Moving Into June
June is almost here and monarchs are still on the move. Manitoba and southern Ontario are hotspots of activity. Western monarchs reports were few as the spring migration winds down. Please keep reporting your observations!
Eastern Monarch Population
Eastern Monarch Spring 2023 Report #8
This week, the leading edge of the eastern population is hovering between latitude 46–49°N. Southern Ontario and Manitoba are hotspots of activity. At this same time last year, there were no reports yet from Manitoba. Female monarchs are laying eggs of the 2nd generation now. And monarch larvae are being observed as far north as latitude 44°N in South Dakota, Minnesota, and Wisconsin.
Western Monarch Population
Letter from Gail Morris: Western Monarch Spring 2023 Report #11
New sightings were few as monarchs near the end of their spring migration. Dr.
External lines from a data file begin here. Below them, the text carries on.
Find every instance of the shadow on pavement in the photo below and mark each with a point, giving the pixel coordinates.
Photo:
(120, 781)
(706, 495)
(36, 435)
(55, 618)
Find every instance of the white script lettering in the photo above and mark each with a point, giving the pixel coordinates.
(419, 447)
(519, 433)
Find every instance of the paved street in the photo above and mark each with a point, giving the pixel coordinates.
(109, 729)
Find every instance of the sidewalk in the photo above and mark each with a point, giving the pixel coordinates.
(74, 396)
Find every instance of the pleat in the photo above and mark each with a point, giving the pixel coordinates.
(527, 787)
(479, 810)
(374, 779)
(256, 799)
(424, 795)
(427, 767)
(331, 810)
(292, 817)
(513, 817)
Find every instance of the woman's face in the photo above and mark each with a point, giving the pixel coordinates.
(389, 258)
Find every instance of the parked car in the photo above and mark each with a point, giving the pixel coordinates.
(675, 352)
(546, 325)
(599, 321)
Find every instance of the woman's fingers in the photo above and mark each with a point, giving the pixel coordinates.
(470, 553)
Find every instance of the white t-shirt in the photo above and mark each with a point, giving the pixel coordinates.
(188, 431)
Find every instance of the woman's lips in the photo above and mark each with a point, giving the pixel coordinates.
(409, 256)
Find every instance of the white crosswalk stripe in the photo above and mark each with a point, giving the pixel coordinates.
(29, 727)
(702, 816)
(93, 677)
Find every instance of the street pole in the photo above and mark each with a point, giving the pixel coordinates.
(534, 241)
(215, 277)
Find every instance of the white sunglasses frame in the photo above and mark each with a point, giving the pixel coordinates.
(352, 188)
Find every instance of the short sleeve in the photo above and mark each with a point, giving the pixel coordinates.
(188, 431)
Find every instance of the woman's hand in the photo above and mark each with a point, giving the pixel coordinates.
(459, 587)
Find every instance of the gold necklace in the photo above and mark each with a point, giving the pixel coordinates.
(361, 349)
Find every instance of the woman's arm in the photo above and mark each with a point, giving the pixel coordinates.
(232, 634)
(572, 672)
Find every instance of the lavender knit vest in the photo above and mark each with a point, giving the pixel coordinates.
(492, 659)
David James journeyed to Trinity River in Northern California and shares his report in this week’s Western Monarch report.
Change of Status for the Monarch Butterfly
Efforts in Canada
In their recent newsletter, Mission Monarch outlined important changes in monarch butterfly conservation in Canada: “The Government of Canada is looking to reclassify the monarch butterfly as an endangered species! On May 13, 2023, a proposed Order to amend Schedule 1 of the Species at Risk Act (SARA) was published in the Canada Gazette, to move the monarch from its current status of Special Concern to Endangered. The government will hold a 30-day consultation on the proposal, currently in progress until June 12, 2023, and where all Canadians are invited to submit their comments. The up-listing to Endangered will afford more protections to monarchs. It also triggers mandatory recovery planning to address threats to its survival or recovery, including, among other things, the identification of the species’ critical habitat, based on the best available information.” (Read the full newsletter here.)
Efforts in the United States
On December 15, 2020, the U.S. Fish and Wildlife Service announced a 12-month finding on a petition to list the monarch butterfly under the Endangered Species Act (ESA). Based on a thorough review of the monarch’s status, they determined that adding the monarch butterfly to the list of threatened and endangered species was warranted but was precluded at that time by work on higher-priority listing actions. The monarch butterfly became a candidate for listing, with its status to be reviewed each year, and a proposal for listing in 2024 if still warranted.